With a geostrophic wind blowing along straight, parallel isobars, the pressure gradient force is exactly balanced by coriolis force. When the isobars are curved around a centre of high or low pressure centrifugal force (acting out from the centre of curvature) is introduced and the gradient wind is the geostrophic wind modified by centrifugal force. With a centre of high pressure the centrifugal force is acting in the same direction as pressure gradient force; effectively increasing the pressure gradient force and causing the gradient wind to be “hi round a hi” (stronger than the geostrophic wind). With a centre of low pressure the centrifugal force is opposing the pressure gradient force; effectively reducing the pressure gradient force and causing the gradient wind to be “lo round a lo” (weaker than the geostrophic wind).
Difference between Gradient and Actual Wind
It pays to remember that if the earth didn’t rotate, the wind would blow straight from an area of high pressure, into an area of low pressure, however because of the earth’s rotation, the coriolis force acts on this airflow as it attempts to move from high to low pressure.
In a high pressure system, we have sinking air, which as it hits the surface has nowhere to go but away from the centre of the system. The coriolis force then acts on this air to produce a deflection to the left (in the southern hemisphere).
The opposite occurs in a low pressure system. Air is rising therefore air is being sucked into the system at the surface. However once again due to coriolis force it takes a deflection to the left as it attempts to move over the surface of the earth. This is why we get clockwise or cyclonic flow (cyclonic simply meaning “as the earth rotates”) around a low pressure system, and anti-clockwise or anti-cyclonic flow around a high pressure system (once again in the southern hemisphere).
The other thing to be aware of is that the coriolis force is the strongest when the wind speed is highest, and zero when there is no wind.

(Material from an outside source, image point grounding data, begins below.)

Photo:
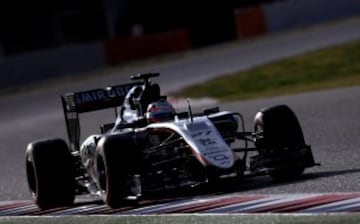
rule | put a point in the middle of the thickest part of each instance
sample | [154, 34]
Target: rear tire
[281, 132]
[50, 173]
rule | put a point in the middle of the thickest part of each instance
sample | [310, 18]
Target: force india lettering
[101, 94]
[211, 147]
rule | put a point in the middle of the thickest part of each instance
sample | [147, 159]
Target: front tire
[115, 164]
[50, 173]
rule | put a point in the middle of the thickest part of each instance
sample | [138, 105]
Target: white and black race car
[150, 147]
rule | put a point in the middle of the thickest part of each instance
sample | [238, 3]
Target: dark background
[33, 25]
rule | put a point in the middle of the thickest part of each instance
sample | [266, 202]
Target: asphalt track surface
[330, 119]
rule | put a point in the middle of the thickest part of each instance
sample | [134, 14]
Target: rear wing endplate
[91, 100]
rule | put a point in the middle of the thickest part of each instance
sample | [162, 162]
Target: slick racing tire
[115, 162]
[281, 131]
[50, 173]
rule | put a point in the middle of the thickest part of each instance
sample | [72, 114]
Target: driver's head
[160, 110]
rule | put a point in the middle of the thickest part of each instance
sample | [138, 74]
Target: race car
[151, 147]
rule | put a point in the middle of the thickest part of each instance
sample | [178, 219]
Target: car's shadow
[226, 186]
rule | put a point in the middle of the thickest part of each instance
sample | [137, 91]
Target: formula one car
[151, 147]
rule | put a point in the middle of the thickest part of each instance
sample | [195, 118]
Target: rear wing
[91, 100]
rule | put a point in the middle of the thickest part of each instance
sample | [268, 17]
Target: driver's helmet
[160, 110]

Gradient wind is accepted by the met man to be above 3000 feet. From this height up the wind flow follows parallel to the isobars as you said. Below 3000 feet the wind speed is slowed down due to friction created by the surface of the earth, and we call this the surface wind. Now When we slow the wind speed down we reduce the coriolis force, and this no longer counters the pressure gradient force, so now the surface wind deflects across the isobars in favour of the pressure gradient force. The amount by which this deflects depends upon the nature of the surface. It is the surface wind (below 3000 feet) which is deflected to the right of the gradient wind (above 3000 feet) no matter whether in a high or low pressure system.
This degree of deflection is accepted to 30 degree’s over land ( due to more friction over land therefore reducing the coriolis force) and 10 degrees over the sea due to less friction over ocean. The point to remember is that the surface wind is always deflected to the right of the gradient wind, or if you remember your backing and veering, the surface wind has veered with respect to the gradient wind.